Nothing of what you say is nonsense, and most of is quite right. Just remember however that we produce and sell stuff to other people (and other countries) in order to get stuff back ourselves. This idea that giving more away to get less back is simply mercantilism recycled; i.e., the idea that getting back more paper for our goods is a good thing--even when that paper can now buy much less. In other words, it is nothing less than the notion that by making ourselves poorer we somehow somehow make ourselves richer.

thor42 said...

Unbelievable.
As you say - printing money worked "really well" for the Weimar Republic and Zimbabwe.

For a guy this ignorant to be the leader of a political party is stunning. For people to actually *support* him is also stunning.

Simon said...

Geez give Wussel a break the Reserve Bank never stops printing money. Does anyone know how much money has been printed in the last 5 yrs and into the system?

M2 up (from that link) up from 74,226 millon (Aug 2010) to 93,026 million now. That’s $20 billion in the last 2 yrs. Wussel with his girly $2 billion is a blouse.

Someone is 10 times worse than Wussel but hasn’t been called on it. That someone nobody voted on or with proper disclosure. Poor Wussel.

Simon Gough said...

@Not PC, While I understand some of your thoughts you also seem to get a bit carried away with it. You say "Issuing $2 billion of “Earthquake Bonds” to be bought with printed money which will then bid up the prices of building materials and supplies". This purchase is going to happen with or without QE. Their suggestion was that instead of using foreign debt to produce the money ourselves. This would seem to help the foreign debt levels as well.

Overall we need a sensible debate about the different options. Whether you like the ideas or not it is good that we are hearing options and getting debate on any merits or not.

Horace the Grump said...

One of Norman's justifications is that 'everyone is doing it'... so we should just 'join the party?

Hmmm what was it that Aristotle said?

"argumentum ad populum ..." or the Headcount Fallacy...

And as we know... A fallacy is a deceptive argument that appears to be logically valid but is in fact invalid. Its conclusion will be unreliable at best, downright false at worst.

And that is Russel down to a T...

Libertyscott said...

Yes to be fair, the Reserve Bank is always printing money, the issue is a matter of degree. The slow expansion of the money supply creates credit bubbles which end up popping from time to time. What RN wants is a massive infusion.

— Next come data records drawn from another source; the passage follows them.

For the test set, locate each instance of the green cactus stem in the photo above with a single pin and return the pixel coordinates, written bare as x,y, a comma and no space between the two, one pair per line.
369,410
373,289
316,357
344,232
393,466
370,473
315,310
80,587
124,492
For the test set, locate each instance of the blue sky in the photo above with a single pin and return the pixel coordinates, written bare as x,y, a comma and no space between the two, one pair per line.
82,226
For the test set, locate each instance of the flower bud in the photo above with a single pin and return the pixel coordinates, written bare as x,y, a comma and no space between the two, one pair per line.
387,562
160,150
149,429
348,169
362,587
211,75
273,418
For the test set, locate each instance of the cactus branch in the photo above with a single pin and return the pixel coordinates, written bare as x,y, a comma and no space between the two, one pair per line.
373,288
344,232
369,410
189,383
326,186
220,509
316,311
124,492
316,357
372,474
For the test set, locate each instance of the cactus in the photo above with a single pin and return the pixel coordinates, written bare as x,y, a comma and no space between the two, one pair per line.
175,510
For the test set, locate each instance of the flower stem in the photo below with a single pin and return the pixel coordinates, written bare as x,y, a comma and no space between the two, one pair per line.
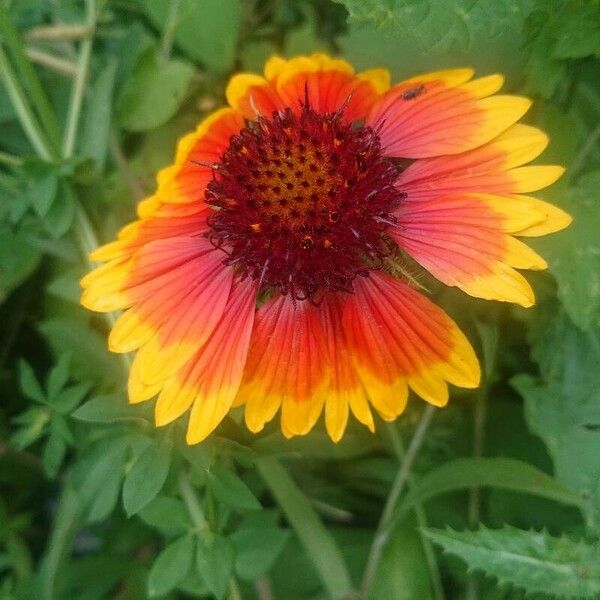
385,527
319,545
421,516
76,100
169,30
191,501
14,44
26,117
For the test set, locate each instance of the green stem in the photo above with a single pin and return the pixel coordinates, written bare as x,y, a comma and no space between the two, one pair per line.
169,30
9,159
318,543
421,515
14,43
76,100
234,590
26,117
386,523
190,500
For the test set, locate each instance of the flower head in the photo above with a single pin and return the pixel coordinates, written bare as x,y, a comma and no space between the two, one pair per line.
261,272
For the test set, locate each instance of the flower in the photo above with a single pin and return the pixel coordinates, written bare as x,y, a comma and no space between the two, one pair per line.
263,270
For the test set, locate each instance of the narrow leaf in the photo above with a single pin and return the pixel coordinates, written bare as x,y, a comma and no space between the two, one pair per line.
503,473
320,547
230,489
171,566
214,560
146,477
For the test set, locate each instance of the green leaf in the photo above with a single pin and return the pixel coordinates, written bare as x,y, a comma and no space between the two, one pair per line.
108,408
70,397
90,361
166,514
206,31
98,476
534,561
93,142
438,24
504,473
154,92
574,254
402,573
58,376
214,560
146,476
33,422
562,406
59,218
54,453
18,258
231,490
317,541
29,383
171,566
257,549
578,31
41,187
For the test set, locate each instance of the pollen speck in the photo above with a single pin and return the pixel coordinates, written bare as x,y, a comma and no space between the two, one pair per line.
318,194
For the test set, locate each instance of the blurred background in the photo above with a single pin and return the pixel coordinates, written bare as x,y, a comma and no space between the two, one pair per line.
502,498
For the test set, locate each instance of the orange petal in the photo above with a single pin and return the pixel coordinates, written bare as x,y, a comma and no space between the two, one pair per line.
435,117
253,96
345,389
462,241
329,84
190,324
211,378
399,339
186,179
287,367
491,168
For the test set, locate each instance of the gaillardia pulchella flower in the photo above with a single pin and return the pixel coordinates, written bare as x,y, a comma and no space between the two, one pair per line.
261,272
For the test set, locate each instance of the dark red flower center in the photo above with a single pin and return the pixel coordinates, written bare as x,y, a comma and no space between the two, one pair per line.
302,202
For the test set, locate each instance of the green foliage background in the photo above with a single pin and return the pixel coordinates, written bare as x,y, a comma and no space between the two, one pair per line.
499,495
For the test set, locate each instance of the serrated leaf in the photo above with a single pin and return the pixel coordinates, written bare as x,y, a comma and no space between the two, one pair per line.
257,549
146,476
214,560
563,405
171,566
533,561
438,24
166,514
154,91
231,490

Simon Gough: There is a big difference between debt and printing money. The inflationary impact of the state borrowing should be offset by repayment with interest over time. This simply does not happen with a permanent expansion of the money supply.

It would help if Russel identified the problem and then there was a sensible debate of solutions.

Of course, the fact Labour was looking to promote the same seems to indicate why Russel suddenly announced this.

Meanwhile, the left is in a feeding frenzy that this is some sort of socialist bullwark against neo-liberalism. Silly kiddies.